MNI (London) - China’s refined oil export profits have moved into negative territory in Dec, according to OilChem, driven by declining Asian gasoline prices and rising US inventories.

  • As of Dec. 15, exporting gasoline from China averaged a 15.3 y/t loss, with gasoil an even larger 50.3 y/t loss. Profits are down 102.7% and 122.5% respectively compared to Dec. 1.
  • China is allowing crude oil import quotas for 2024 to be used by independent refineries in December according to S&P Global, with any volumes used deducted from the 2024 allowance.
  • Few refiners are interested to apply for the advance despite the tight availability in 2023 suggesting it is too late to boost imports in Dec according to sources.
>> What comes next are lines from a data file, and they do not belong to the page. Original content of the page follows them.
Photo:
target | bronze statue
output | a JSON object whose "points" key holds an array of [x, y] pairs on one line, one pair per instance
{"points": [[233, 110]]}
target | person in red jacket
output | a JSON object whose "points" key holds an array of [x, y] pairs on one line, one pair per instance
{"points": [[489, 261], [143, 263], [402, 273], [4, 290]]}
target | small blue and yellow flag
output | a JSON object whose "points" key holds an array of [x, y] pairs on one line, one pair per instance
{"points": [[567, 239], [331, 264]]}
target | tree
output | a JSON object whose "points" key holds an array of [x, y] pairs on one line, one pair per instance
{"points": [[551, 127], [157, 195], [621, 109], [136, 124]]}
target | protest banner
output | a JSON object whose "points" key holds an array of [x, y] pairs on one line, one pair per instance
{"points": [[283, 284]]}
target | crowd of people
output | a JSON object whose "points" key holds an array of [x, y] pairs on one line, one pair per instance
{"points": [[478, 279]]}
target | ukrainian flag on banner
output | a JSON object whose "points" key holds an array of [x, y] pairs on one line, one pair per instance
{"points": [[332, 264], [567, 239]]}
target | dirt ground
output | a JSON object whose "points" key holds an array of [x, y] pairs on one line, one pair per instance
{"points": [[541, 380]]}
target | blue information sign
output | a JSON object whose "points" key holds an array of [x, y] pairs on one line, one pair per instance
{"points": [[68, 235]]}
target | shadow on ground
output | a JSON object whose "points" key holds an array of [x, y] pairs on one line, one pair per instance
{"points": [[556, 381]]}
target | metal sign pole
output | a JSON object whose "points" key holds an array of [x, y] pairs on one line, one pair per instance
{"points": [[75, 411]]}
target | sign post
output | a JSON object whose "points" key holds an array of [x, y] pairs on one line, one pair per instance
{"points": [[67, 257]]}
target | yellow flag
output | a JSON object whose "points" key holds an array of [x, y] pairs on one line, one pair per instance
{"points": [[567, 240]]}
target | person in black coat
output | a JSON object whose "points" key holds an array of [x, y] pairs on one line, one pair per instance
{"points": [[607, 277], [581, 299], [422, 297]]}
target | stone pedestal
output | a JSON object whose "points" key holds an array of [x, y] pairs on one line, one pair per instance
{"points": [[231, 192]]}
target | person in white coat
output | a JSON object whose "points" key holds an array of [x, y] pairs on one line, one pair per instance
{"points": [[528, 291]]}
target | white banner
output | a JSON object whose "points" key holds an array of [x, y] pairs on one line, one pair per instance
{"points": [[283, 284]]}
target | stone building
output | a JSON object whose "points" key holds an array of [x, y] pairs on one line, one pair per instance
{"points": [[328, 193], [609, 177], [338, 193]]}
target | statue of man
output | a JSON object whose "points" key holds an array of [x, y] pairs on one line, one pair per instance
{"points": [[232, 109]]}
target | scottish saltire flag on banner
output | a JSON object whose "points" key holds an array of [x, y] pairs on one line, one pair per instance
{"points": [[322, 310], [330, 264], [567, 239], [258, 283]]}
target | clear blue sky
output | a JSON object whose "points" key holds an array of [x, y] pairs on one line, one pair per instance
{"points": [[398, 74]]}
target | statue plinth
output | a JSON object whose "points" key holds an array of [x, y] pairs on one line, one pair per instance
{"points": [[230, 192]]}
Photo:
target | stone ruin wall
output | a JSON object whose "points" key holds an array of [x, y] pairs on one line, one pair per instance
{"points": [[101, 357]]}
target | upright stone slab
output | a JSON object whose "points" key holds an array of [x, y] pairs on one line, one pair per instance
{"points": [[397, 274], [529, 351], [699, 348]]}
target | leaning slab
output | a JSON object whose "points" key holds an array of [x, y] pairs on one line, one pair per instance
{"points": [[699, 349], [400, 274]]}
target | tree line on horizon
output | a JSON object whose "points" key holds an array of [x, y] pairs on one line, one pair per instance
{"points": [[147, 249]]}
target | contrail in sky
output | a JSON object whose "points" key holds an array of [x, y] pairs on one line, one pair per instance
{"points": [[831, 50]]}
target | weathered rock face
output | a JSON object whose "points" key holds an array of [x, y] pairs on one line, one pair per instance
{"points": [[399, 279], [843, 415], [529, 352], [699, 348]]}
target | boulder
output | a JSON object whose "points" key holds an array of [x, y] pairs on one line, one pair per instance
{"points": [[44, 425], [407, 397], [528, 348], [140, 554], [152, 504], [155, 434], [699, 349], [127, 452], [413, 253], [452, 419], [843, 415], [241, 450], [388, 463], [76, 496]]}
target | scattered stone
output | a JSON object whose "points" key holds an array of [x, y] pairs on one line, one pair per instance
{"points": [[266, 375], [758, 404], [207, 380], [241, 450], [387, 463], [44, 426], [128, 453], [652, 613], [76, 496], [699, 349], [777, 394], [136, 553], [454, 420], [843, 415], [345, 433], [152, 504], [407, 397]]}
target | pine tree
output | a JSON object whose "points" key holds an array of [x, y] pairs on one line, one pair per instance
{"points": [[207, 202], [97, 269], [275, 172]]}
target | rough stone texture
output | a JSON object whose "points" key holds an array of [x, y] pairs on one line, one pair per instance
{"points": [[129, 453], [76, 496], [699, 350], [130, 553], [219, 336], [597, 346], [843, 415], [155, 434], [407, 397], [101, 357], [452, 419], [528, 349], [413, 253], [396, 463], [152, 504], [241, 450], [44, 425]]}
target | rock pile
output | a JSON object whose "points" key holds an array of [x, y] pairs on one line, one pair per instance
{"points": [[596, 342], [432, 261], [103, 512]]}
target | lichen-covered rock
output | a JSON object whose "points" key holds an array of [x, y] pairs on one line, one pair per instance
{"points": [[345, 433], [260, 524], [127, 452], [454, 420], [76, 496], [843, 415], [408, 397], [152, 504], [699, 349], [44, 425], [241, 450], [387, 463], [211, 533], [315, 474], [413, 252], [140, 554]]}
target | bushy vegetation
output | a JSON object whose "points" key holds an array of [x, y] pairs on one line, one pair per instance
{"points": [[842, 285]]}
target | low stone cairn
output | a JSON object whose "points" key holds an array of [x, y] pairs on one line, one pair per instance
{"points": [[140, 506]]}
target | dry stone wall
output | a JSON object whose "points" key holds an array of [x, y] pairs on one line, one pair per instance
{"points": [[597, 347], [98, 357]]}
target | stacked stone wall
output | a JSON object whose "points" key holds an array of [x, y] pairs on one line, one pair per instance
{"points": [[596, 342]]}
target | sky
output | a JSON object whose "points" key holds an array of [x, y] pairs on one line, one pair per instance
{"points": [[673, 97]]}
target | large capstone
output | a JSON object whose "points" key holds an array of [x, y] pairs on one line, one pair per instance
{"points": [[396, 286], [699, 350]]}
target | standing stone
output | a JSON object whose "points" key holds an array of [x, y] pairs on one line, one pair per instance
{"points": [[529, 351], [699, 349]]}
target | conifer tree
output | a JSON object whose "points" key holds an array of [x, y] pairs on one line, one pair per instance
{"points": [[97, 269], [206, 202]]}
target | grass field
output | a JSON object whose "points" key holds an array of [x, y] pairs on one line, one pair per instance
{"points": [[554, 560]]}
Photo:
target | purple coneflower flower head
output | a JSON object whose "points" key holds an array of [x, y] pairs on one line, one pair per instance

Five out of six quota holders said they will not be applying, and one did not comment.
  • Chinese independent refineries’ crude imports increment in Jan 2024 are likely to be limited as demand has softened and delivered prices rise, sources told Platts.
  • MNI (Beijing) EXCLUSIVE: China will implement more moderate and targeted fiscal and monetary policy in 2024 as it aims to keep GDP expanding at 5%, while limiting risk and cultivating new drivers of high-quality growth, policy advisors told MNI.
  • DATA: Consumption continued to accelerate, hitting a six-month high in November, data released by the National Bureau of Statistics (NBS) showed. Industrial production rose 6.6% y/y, the quickest expansion since June 2021 (8.3%), up from October's 4.6% and beating the 5.8% forecast.
  • POLICY: China will not experience deflation as the government expects demand and the economy to improve gradually, according to NBS spokesperson Liu Aihua.